$5,000 reward offer in disappearance of teen in 1974 in Spokane
05/05/2006
Associated Press
More than 31 years after Laurie Partridge complained of stomach cramps, left school and disappeared without a trace, her family has arranged a $5,000 reward offer to try to learn what happened.
The reward, announced Thursday, has been offered by the Carole Sund/Carrington Memorial Reward Foundation of Modesto, Calif.
Partridge's youngest sister, Caryn Chambers, 38, who lives in Florida and works for the National Center for Missing and Exploited Children, said co-workers suggested she approach the foundation, which was established by the parents of another missing teen in 1999.
"There's obviously someone who abducted or killed my sister, and they are getting away with it," Chambers said. "There's someone who knows something out there."
Partridge, 17, 5-foot-4 and 105 pounds, left Ferris High School because of cramps about 12:30 p.m. on Dec. 4, 1974, a Wednesday. Unable to get a ride, the blond, blue-eyed girl decided to walk the two-plus miles to the home where she lived with her parents and five younger siblings, saying the air might help her feel better.
The family reported her missing after she failed to show up for work that evening at Lincoln Heights Theater.
She was engaged to a 20-year-old man from the Nine Mile Falls area, and they had planned to pick out engagement rings the next day.

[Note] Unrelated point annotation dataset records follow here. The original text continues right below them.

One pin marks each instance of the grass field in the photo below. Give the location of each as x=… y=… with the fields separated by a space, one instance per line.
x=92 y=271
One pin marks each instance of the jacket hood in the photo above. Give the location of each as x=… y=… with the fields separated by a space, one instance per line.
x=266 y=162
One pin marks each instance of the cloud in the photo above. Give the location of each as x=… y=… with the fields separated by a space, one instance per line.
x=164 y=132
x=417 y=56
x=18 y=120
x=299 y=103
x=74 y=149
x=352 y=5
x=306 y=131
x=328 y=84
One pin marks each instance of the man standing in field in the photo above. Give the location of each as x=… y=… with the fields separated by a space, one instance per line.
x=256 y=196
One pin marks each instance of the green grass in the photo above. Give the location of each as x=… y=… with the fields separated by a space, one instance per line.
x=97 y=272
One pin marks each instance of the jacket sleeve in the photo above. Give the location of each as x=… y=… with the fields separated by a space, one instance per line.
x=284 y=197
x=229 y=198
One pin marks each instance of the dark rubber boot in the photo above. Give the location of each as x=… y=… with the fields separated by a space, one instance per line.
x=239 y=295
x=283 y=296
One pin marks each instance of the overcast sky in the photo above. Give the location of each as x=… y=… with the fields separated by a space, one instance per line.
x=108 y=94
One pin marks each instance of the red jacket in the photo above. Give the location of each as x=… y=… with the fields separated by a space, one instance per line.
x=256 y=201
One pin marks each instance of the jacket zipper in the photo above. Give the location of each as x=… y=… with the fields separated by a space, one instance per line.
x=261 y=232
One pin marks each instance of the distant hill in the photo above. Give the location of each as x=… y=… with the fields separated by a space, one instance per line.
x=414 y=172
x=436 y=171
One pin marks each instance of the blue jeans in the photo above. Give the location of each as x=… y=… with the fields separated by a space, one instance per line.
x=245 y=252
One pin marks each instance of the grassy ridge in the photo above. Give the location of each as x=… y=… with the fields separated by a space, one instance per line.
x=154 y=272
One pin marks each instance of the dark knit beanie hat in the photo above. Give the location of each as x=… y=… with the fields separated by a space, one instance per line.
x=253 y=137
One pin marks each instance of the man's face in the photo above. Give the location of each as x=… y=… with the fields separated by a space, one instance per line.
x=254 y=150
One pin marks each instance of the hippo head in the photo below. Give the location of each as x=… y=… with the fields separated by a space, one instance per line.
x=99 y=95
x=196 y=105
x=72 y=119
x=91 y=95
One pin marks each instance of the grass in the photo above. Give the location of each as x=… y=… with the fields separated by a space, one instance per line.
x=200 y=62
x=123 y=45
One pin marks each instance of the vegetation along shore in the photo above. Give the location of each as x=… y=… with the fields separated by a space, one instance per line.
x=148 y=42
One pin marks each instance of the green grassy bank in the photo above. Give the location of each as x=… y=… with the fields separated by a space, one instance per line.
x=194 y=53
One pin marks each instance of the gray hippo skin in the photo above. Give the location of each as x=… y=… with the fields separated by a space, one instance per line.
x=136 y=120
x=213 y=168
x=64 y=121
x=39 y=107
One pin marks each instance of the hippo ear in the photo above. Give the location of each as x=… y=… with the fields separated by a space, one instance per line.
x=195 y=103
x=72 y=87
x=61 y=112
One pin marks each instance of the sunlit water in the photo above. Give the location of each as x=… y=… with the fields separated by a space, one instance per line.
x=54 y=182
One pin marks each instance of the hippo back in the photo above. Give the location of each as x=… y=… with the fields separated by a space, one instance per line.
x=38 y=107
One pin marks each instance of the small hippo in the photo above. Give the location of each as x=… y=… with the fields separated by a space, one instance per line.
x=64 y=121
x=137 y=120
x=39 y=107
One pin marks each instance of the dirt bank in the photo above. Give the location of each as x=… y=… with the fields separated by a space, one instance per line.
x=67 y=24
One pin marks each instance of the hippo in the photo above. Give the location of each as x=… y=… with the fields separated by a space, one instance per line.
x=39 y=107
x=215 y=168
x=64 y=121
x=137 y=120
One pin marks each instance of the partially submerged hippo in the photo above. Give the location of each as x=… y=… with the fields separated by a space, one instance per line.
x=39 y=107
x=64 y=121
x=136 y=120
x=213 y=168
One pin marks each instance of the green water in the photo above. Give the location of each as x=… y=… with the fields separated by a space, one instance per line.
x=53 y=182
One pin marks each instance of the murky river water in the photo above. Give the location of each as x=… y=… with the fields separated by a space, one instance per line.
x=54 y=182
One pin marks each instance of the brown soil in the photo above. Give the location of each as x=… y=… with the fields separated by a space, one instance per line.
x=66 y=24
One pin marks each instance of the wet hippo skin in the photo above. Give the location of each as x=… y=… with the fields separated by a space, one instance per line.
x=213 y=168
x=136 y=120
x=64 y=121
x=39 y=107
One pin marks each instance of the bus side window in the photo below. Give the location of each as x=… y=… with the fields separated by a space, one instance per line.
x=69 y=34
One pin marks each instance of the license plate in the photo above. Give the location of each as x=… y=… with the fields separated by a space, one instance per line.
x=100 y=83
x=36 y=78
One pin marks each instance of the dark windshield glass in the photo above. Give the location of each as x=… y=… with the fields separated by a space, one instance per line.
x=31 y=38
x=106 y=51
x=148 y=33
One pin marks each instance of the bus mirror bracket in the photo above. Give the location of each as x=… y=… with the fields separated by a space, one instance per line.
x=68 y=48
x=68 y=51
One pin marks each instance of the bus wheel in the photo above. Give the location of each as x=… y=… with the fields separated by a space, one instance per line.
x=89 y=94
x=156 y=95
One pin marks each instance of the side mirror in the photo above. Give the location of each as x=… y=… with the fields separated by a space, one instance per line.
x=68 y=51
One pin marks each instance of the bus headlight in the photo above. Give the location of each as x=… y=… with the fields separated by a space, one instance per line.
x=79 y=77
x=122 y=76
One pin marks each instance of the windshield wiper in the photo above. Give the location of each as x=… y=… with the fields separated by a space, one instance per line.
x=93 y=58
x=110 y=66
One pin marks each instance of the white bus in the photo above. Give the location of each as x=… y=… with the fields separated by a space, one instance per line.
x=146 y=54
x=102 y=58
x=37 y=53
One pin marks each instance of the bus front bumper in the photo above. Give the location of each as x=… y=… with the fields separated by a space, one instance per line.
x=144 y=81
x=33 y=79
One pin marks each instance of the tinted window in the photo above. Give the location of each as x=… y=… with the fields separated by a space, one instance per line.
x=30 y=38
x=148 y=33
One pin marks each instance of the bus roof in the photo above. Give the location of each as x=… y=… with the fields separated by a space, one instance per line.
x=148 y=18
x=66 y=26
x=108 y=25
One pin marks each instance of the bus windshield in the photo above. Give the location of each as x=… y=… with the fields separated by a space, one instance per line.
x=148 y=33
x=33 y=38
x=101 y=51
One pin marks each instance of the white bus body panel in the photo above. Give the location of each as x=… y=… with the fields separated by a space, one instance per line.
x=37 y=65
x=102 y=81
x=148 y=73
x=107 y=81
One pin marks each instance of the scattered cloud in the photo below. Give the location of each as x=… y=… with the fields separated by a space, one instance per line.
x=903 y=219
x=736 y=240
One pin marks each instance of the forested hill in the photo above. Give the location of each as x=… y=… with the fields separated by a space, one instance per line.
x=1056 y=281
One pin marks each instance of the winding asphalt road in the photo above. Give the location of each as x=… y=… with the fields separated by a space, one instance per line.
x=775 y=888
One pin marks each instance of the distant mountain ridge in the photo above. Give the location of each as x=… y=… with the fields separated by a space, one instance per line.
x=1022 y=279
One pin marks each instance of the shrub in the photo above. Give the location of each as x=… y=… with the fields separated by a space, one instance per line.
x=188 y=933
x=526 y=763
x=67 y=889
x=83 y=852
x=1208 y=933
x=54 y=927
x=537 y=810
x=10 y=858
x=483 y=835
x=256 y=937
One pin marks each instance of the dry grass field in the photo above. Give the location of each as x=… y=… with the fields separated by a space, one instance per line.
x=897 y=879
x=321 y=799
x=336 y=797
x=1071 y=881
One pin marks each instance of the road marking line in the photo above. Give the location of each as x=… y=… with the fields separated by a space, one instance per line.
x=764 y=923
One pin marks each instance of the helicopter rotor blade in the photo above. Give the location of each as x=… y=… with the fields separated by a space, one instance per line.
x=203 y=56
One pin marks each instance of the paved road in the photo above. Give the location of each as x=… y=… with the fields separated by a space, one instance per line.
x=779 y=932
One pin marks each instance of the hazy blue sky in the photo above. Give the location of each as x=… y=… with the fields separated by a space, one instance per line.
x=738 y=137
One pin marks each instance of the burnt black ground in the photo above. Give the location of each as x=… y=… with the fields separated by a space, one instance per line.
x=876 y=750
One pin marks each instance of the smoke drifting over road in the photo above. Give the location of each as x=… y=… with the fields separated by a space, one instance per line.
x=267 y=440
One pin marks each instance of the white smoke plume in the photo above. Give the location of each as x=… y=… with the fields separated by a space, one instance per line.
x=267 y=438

Initially, sheriff's deputies thought she might have run away from home, given her displeasure when the family moved to Spokane from California, but by the time she vanished she had started working on the high school newspaper and was on the drill team.
Detectives staked out a Beach Boys concert to which Partridge's father had given her tickets but didn't see her, eventually learning that the tickets had been used but too late to determine by whom.
Three people were questioned by detectives, including one who later turned out to be serial killer Ted Bundy, but on Thursday sheriff's Sgt. James A. Goodwin said none panned out.
"Anybody who can give us information to get it resolved will help," Chambers said. "It's worse not knowing."